Columnistas

Esperaba el autobús al costado del parque La Merced. Era un domingo de 1997 y el sol del mediodía calaba fuerte. Me habían invitado a almorzar y para corresponder a la gentileza de mis anfitriones, pasé por un supermercado comprando algo para beber. Salí de ahí cargando una bolsa con seis latas de cerveza (un “six pack”).

No me impacientaba la espera. En domingo los buses circulaban con menor frecuencia, así que me senté en el bordillo de una jardinera, abrí mi mochila y saqué un libro para entretenerme. Aunque no es lo que recomiendan quienes saben de seguridad, la lectura me distrajo de mi entorno lo suficiente para no reparar en quienes me rodeaban, pero no tanto para perder el transporte público.

La página del libro que leía perdió nitidez por una repentina sombra invasora. Cuando alcé la vista, me encontré con el rostro de un joven con expresión hostil. Concentrado como estaba en mi lectura y, ahora sí, menos en la espera del autobús, no hubo tiempo para reaccionar gestualmente a su interrupción.

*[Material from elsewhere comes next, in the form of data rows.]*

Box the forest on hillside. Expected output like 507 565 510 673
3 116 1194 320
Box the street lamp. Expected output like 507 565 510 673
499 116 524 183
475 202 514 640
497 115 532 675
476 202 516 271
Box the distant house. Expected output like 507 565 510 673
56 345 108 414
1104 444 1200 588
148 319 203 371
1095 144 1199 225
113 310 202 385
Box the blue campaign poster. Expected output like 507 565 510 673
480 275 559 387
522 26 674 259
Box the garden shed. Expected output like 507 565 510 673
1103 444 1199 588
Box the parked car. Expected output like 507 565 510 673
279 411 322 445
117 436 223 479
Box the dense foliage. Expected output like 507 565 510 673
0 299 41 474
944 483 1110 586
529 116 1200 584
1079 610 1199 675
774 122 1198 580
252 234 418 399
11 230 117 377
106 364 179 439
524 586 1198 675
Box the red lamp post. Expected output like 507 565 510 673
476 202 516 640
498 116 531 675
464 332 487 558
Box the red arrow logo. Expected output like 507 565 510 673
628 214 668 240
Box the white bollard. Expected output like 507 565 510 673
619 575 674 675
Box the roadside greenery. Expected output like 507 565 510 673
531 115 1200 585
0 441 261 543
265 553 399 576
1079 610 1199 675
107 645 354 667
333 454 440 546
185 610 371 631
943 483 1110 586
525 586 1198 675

Vestido con ropas comunes y algo percudidas, dirigió su índice a la bolsa plástica -perlada con gotas de agua- que reposaba a mi lado, en el bordillo de cemento y me dijo con voz pastosa: “Man, regalame una ‘bica’ (cerveza)”. Le respondí con un “no” enfático, en tono neutro. No podía imaginar que me preguntaría porqué y quizás por ello, sin medir consecuencias, solté una respuesta que hasta hoy me parece salida de la boca de otra persona: “no, ¡porque son mías!”.

En todo ese lapso, nunca dejamos de vernos a los ojos. Los suyos estaban vidriosos y enrojecidos, por desvelo o pegamento. Aprecié un repentino brillo en ellos, cuando me dijo: “¡Me dan ganas de palmarte, man!”, con una frialdad acorde al desafío de mis líneas en aquel improvisado guion. Pero el episodio no pasó a más: el desgarbado muchacho se dio la vuelta con desdén y se alejó zigzagueante por la acera…Al llegar a mi destino, conté a mis amigos lo ocurrido. Uno de ellos, visiblemente impresionado, me cuestionó el haber corrido riesgos innecesarios por una cerveza. “No sé porqué se la negué” –le contesté. Estaba claro que no me había sentido intimidado, pero eso no era suficiente explicación.

Hoy, muchos años después, repaso mentalmente aquella reacción y pienso en qué haría si me topo en la calle con una demanda similar o la una pretensión más enérgica. El “no” de entonces ni aparece entre mis opciones. ¿Qué generó aquella respuesta? ¿Falta de empatía? ¿Indiferencia? ¿Imprudencia? Mi respuesta sigue siendo un “no lo sé”.

Eso sí, tengo la certeza de algo: hoy sí me sentiría intimidado por mucho menos que aquella solicitud sedienta en un día soleado. ¿Será porque soy consciente que ahora me arrancarían lo que fuera de la mano exánime, sin mediar palabra, mientras mis ojos se apagan sin remedio? ¿Será porque sabemos que nadie hará algo para evitarlo? ¿Será porque el temor ya es parte irremediable de nuestras vidas? Lucen como dudas, pero son certezas.